The ability to detect t-MNs earlier is critical, given that the disease usually occurs 3 to 8 years following the completion of chemotherapy and/or radiation therapy.
“t-MNs are a problem that needs urgent attention,” noted lead study investigator Koichi Takashi, M.D., assistant professor of leukemia and genomic medicine at The University of Texas MD Anderson Cancer Center. “Since many cancer patients are now living longer, t-MNs are an increasing concern for many cancer survivors.”
The investigators studied 14 patients with t-MNs and found traces of preleukemic mutations or clonal hematopoiesis in 10. To determine if preleukemic mutations could reliably predict whether the patients would develop leukemia, the researchers compared the prevalence of preleukemic mutations in the 14 patients with 54 patients who did not develop t-MNs after therapy.
“We found that prevalence of preleukemic mutations was significantly higher in patients who developed t-MNs (71%) versus those who did not (26%),” Dr. Futreal remarked. “We also validated these findings in a separate cohort of patients. Based on these findings, we believe preleukemic mutations may function as a new biomarker that would predict t-MNs development.”

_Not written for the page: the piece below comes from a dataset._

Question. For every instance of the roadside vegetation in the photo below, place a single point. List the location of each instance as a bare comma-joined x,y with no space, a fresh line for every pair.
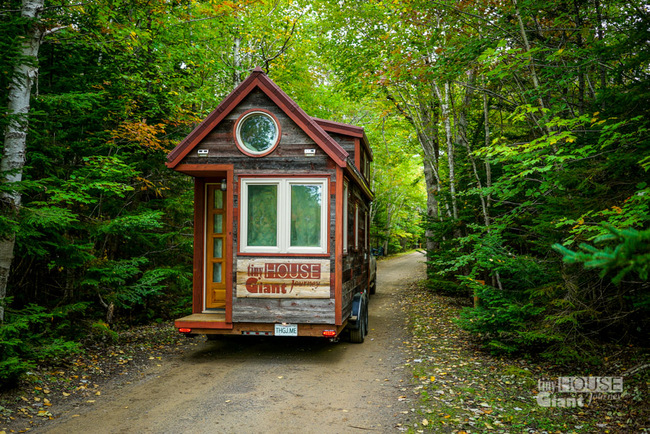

In the sample of 14 patients with t-MNs, the team looked at samples of bone marrow at the time of t-MNs development and blood samples obtained at the time of their primary cancer diagnosis. Through rigorous statistical analysis models on the external cohort, the researchers found that the presence of clonal hematopoiesis significantly increased the risk of therapy-related myeloid neoplasm development.
“We found genetic mutations that are present in t-MNs leukemia samples actually could be found in blood samples obtained at the time of their original cancer diagnosis,” Dr. Takahashi concluded. “Based on this finding, we believe the data suggest potential approaches of screening for clonal hematopoiesis in cancer patients that may identify patients at risk of developing t-MNs, although further studies are needed.”